Un communicant exigeant, qui respecte le sens des mots, ne parle pas de marque employeur ! La crédibilité du communicant repose notamment sur une chose simple : sa capacité à user avec précision des mots. Parler de marque employeur, une marque qui n’existe pas, participe donc à discréditer le professionnalisme des communicants.
Mal nommer les choses n’est jamais anodin, à plus forte raison dans les métiers de la communication.
Quand un communicant emploie des termes approximatifs, il ne se trompe pas seulement lui-même : il entretient la confusion chez ses interlocuteurs et contribue, au passage, à affaiblir la crédibilité de toute sa profession. C’est exactement ce qui se produit avec l’expression trompeuse « marque employeur ».
Parler de « marque » suppose l’existence d’un actif réel : une plateforme de marque dédiée et de toute évidence une matérialisation observable. Or, dans tous les cas, ce que certaines personnes appellent « marque employeur » n’est rien d’autre qu’un angle de communication au service du recrutement, des RH ou une stratégie d’image de l’employeur, dont les cibles peuvent autant être externes qu’internes.

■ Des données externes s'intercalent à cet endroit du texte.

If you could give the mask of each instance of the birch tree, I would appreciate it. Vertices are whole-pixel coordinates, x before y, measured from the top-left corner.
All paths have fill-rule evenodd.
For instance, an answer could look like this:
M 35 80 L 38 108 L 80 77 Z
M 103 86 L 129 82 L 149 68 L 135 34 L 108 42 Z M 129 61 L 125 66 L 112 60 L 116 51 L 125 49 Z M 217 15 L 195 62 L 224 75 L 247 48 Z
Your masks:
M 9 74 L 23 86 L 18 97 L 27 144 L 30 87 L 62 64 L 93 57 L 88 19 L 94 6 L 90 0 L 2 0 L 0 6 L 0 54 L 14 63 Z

« La marque employeur, ça n’existe pas »
Travailler une facette de la marque, ce n’est pas créer une marque. Autrement dit : on nomme ici « marque » ce qui ne relève que d’un travail de l’image de la marque, sous un angle employeur. C’est une façon de communiquer sur la marque. Il ne s’agit jamais de créer une marque dédiée, différente, spéciale… ce qui n’aurait d’ailleurs aucun sens !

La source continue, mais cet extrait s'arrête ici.